The Experiment: The "High-Speed" Race

This specific paper is about a new race the LHCb team ran to check if the rules are still fair.

  • The Players: They looked at a specific type of particle decay called B0K0+B^0 \to K^{*0} \ell^+ \ell^-. Imagine a heavy, unstable car (B0B^0) crashing and breaking apart into a smaller car (K0K^{*0}) and two passengers (+\ell^+ \ell^-).
  • The Passengers: Sometimes the passengers are an electron pair (lightweight), and sometimes they are a muon pair (heavyweight).
  • The Track: The team focused on a very specific part of the race track: the high-energy zone. In the past, they checked the low-energy zone and found the rules held up. But the "high-energy" zone (where the passengers are moving very fast) had been a mystery for a long time.

The Challenge: The "Ghost" Interference

Why is this high-energy zone tricky?

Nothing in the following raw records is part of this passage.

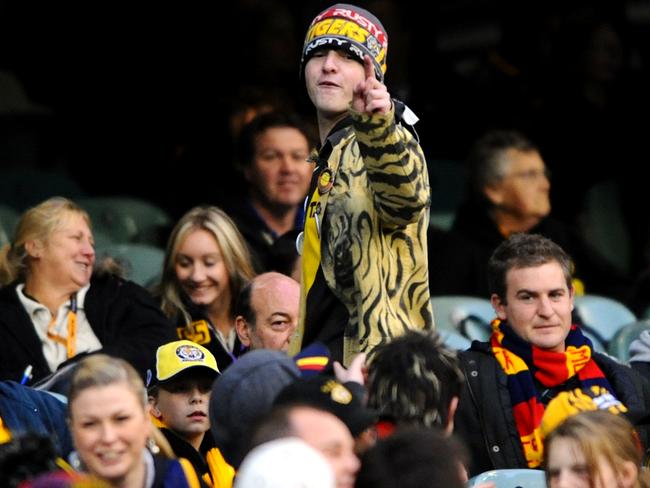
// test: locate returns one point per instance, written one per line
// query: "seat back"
(471, 316)
(602, 316)
(619, 346)
(127, 219)
(448, 183)
(511, 478)
(24, 188)
(143, 263)
(602, 224)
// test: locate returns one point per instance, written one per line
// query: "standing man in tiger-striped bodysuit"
(364, 277)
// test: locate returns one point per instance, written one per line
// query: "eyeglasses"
(532, 174)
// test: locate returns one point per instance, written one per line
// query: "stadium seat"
(511, 478)
(454, 340)
(619, 346)
(127, 219)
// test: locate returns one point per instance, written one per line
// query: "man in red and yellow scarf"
(534, 353)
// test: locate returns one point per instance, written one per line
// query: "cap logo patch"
(189, 353)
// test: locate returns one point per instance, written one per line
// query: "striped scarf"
(521, 361)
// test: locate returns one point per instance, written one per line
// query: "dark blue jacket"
(24, 409)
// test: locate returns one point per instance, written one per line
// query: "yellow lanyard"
(5, 434)
(70, 341)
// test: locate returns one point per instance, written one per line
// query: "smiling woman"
(53, 309)
(109, 421)
(207, 263)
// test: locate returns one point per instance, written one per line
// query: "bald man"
(267, 312)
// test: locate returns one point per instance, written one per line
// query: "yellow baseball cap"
(568, 403)
(175, 357)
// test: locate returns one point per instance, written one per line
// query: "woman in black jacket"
(53, 310)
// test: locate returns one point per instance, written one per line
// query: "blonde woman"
(110, 425)
(206, 265)
(595, 449)
(53, 309)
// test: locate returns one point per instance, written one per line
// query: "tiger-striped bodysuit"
(372, 225)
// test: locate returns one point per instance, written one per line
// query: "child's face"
(182, 405)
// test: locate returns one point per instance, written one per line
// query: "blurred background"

Imagine you are trying to time a race, but there is a massive, noisy crowd (called resonances) standing right in the middle of the track. This crowd is so loud and chaotic that it drowns out the sound of the racers.

  • The Problem: In the middle of the track, there are "ghosts" (particles called charmonium) that make it impossible to tell if the racers are following the rules or if the crowd is just making noise.
  • The Solution: The LHCb team decided to run the race past the crowd. They looked at the section of the track after the noisy crowd, where the signal is clean. This is the "large dilepton invariant mass" region mentioned in the title.

The Method: The "Double-Check" Scale

To measure if the rules are fair, they didn't just count the electrons and muons. They used a clever trick called a Double Ratio.

Imagine you have a scale to weigh two different fruits (Apples and Oranges), but your scale is slightly wobbly and might be off by a few grams.

  1. Step 1: You weigh the Apples.
  2. Step 2: You weigh the Oranges.
  3. Step 3 (The Trick): You also weigh a Reference Fruit (a standard 1kg weight) alongside both.

By comparing the Apples to the Reference, and the Oranges to the Reference, you cancel out the wobble in the scale. You get a perfect ratio of Apples to Oranges, even if your scale is broken.

In this experiment:

  • Apples/Oranges: The rare decays (the ones they are studying).
  • Reference Fruit: A very common, well-known decay (B0K0J/ψB^0 \to K^{*0} J/\psi) that happens all the time.
  • By comparing the rare decays to the common one, they canceled out all the messy errors from the detector and the computer triggers.

The Result: The Rules Still Hold!

After analyzing data from 9 years of running the Large Hadron Collider (LHC), the team counted the results:

  • The Prediction: The Standard Model says the ratio of Muons to Electrons should be 1.00 (perfectly equal).
  • The Measurement: They found the ratio to be 1.08.
  • The Catch: The number 1.08 is very close to 1.00. The "error bars" (the margin of uncertainty) are big enough that 1.08 is statistically indistinguishable from 1.00.

The Verdict: The universe is still playing fair. The heavy muons and the light electrons are still being treated exactly the same by the laws of physics in this high-energy zone.

Why Does This Matter?

  1. It's a "First": This is the first time anyone has checked this specific high-energy zone using a hadron collider (like the LHC). Before this, only the Belle experiment (in Japan) had looked here, but with less precision.
  2. It's the Most Precise: This measurement is three times more precise than previous attempts.
  3. No "New Physics" Found (Yet): While scientists love finding new physics (it would mean rewriting the rulebook), finding that the rules are still correct is also a huge victory. It tells us that if there is a cheat code, it's hiding somewhere else, or it's even more subtle than we thought.

The Bottom Line

Think of this paper as the LHCb team running a very high-stakes, high-speed audit of the universe's rulebook. They checked a section of the code that was previously too messy to read. They found that, despite the noise and the complexity, the code is still running exactly as the original designers intended. The "Lepton Flavor Universality" rule is still safe, for now.